In this article, I will walk you through the journey of developing the alpha version of this dynamic search engine using ChatGPT, shedding light on the pivotal research efforts that played a crucial role in its realization.

Let’s start from the product’s point of view

Product reliability: Unlike your everyday GPT or assistant that relies on a prompting console (which allows for a few hiccups here and there and lets you correct AI mistakes by re-prompting), our users don’t exactly throw a party to meet the AI model behind the scenes. They care about asking questions and getting the right answers. As developers, we should bend over backward to deliver results that echo with users’ experience. It’s like cooking their favorite meal — they already know what it should taste like. So, to win the gold medal of trust from our users with this feature, the key player is the quality of the response.

User free speech: If we want to make our dynamic search as popular as morning coffee, we have to let our users chat freely and naturally. We can’t expect them to ask, “Could you please return the titles where the title value contains ‘best’?”, because, let’s face it, most users don’t really care about the existence of the “value” field in the “title” entity. They’re more likely to ask, “Could you please return the titles containing ‘best’?” Here, our model should play detective and understand that the “value” field represents the entity value for this specific entity. So, if the user doesn’t ask for a specific field, our smart model should use the ‘value’ field for the query like a seasoned pro.

Question Types:
First we’ve defined all the possible questions our users could ask in order to understand the user expectations for every response type

  • Value Search: Consider a scenario where a user is seeking entities based on certain values. They might say, “Could you please return the titles containing ‘best’?” or “Could you please return the subtitles created by John Doe?” or even, “Could you please return the subtitles created by John Doe last month containing ‘top’?” In these instances, our model should efficiently deliver a limited number of entities based on the user’s specific request.
  • Value Count Search: This is when a user is on a mission for some aggregation based on a value. They might ask, “Could you please return the length of each title containing ‘best’?” or “Could you please return the average length of each title containing ‘best’?” In this case, our model should whip up a limited number of entities, but with a side of aggregation.
  • Count Search: Here, a user requests a count based on a specific query. They might say, “Could you please return the count of titles containing ‘best’?” or “Could you please return the count of titles created by John Doe last month?” In these cases, our model’s job is to provide an exact count without limiting the number of entities, focusing solely on delivering the ‘count’ field.
  • Not Relevant: Let's face it, we can’t exactly control user inputs, so users may ask off-topic questions like “How to bake a pizza?” or “How to brush my dog’s teeth?” In these scenarios, our model should decide not to ruffle through our databases. Instead, it should serve up a relevant answer that might not solve the pizza or doggy dental dilemma, but will certainly keep the conversation going!

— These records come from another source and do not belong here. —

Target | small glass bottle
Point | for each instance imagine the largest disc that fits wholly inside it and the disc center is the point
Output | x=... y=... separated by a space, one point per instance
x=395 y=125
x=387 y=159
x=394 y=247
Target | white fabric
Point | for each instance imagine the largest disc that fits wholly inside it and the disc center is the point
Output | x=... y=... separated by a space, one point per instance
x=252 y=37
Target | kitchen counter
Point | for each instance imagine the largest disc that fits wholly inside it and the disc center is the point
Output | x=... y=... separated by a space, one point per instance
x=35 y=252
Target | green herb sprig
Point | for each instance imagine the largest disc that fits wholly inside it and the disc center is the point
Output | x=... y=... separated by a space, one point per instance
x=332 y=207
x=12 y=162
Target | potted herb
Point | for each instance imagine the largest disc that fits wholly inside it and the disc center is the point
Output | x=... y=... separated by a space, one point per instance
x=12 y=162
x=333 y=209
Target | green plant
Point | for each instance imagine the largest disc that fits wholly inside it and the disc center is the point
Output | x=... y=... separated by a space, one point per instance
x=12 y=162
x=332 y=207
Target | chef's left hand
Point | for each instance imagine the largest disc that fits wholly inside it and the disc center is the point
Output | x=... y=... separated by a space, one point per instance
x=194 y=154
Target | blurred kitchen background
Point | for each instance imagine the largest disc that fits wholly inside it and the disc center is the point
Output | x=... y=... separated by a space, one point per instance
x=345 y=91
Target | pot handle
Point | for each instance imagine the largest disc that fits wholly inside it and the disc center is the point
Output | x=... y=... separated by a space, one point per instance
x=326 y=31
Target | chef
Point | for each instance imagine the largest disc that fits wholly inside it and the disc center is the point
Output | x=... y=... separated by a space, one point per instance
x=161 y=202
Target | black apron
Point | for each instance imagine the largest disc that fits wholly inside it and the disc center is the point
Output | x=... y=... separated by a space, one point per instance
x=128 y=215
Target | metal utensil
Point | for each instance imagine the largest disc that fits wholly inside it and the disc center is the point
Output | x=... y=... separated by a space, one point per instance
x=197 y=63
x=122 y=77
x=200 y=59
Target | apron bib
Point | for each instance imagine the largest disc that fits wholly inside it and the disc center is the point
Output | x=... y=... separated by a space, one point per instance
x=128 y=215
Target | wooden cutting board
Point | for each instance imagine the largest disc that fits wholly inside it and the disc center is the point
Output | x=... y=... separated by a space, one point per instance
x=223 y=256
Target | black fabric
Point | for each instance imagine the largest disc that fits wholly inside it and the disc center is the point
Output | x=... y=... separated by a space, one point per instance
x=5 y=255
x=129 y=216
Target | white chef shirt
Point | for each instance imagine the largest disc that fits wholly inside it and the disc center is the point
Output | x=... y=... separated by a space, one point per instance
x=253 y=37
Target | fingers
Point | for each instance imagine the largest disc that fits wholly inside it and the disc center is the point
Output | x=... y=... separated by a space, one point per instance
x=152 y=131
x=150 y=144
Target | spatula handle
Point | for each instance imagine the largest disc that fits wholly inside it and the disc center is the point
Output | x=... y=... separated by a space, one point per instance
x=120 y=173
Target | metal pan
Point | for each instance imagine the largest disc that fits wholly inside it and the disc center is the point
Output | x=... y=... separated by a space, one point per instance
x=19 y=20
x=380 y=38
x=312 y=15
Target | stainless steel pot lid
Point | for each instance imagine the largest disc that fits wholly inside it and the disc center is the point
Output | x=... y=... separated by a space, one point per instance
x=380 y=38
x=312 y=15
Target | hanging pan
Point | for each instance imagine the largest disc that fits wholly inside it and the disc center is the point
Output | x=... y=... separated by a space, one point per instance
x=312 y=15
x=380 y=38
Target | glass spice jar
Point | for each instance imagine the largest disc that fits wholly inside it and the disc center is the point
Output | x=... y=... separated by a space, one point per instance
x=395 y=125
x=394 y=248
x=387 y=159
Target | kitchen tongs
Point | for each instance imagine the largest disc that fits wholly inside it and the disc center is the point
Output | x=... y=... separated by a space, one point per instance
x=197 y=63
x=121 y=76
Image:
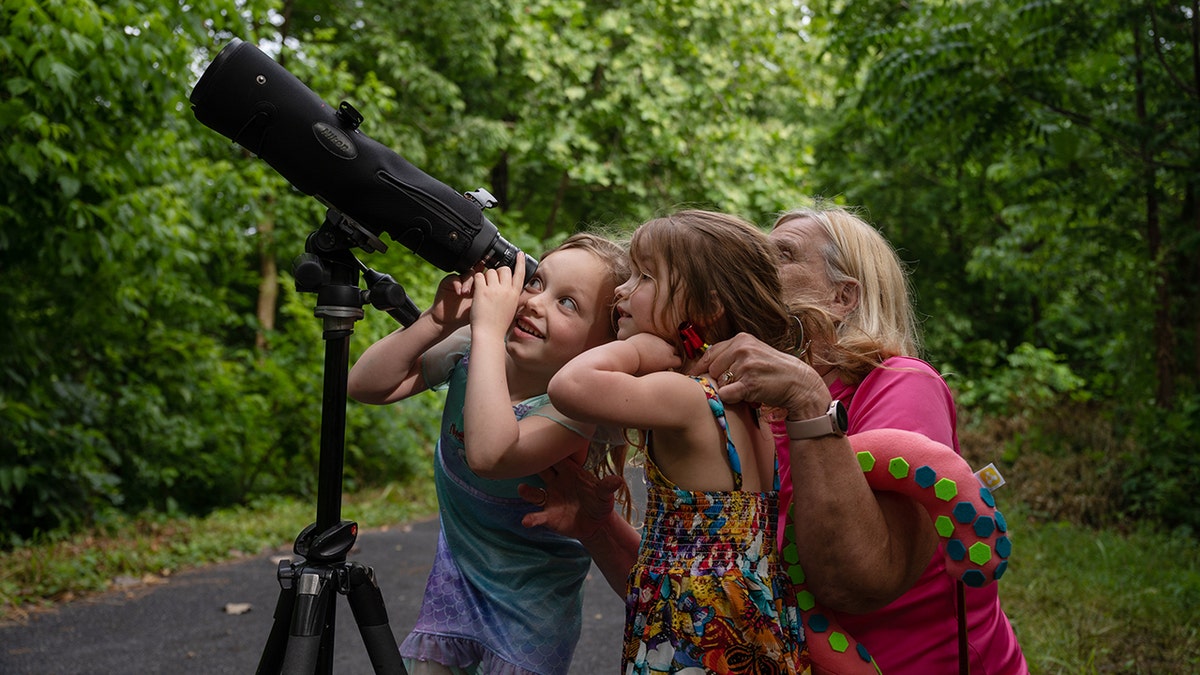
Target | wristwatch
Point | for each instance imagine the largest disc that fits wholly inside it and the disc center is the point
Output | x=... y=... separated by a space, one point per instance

After understanding the product’s point of view, let’s look at the project architecture

Assistant API: We’ve selected Open AI Assistant API and here is why:

  • It allows us to add knowledge files, which is a much more streamlined approach than sending giant prompts.
  • It simplifies the process of controlling the thread, setting the stage for future conversational capabilities with our bot.

However, the Assistant API does come with a few hitches:

  • Speed: The time taken to load knowledge files per thread makes it slower than using standard workflows.
  • Model Configuration: With the Assistant API, you can pick your model, but you can’t tinker with the Temperature top p, and top k parameters to tailor the AI results to your needs. The workaround? Use prompting with a step-by-step guide on how to craft the queries.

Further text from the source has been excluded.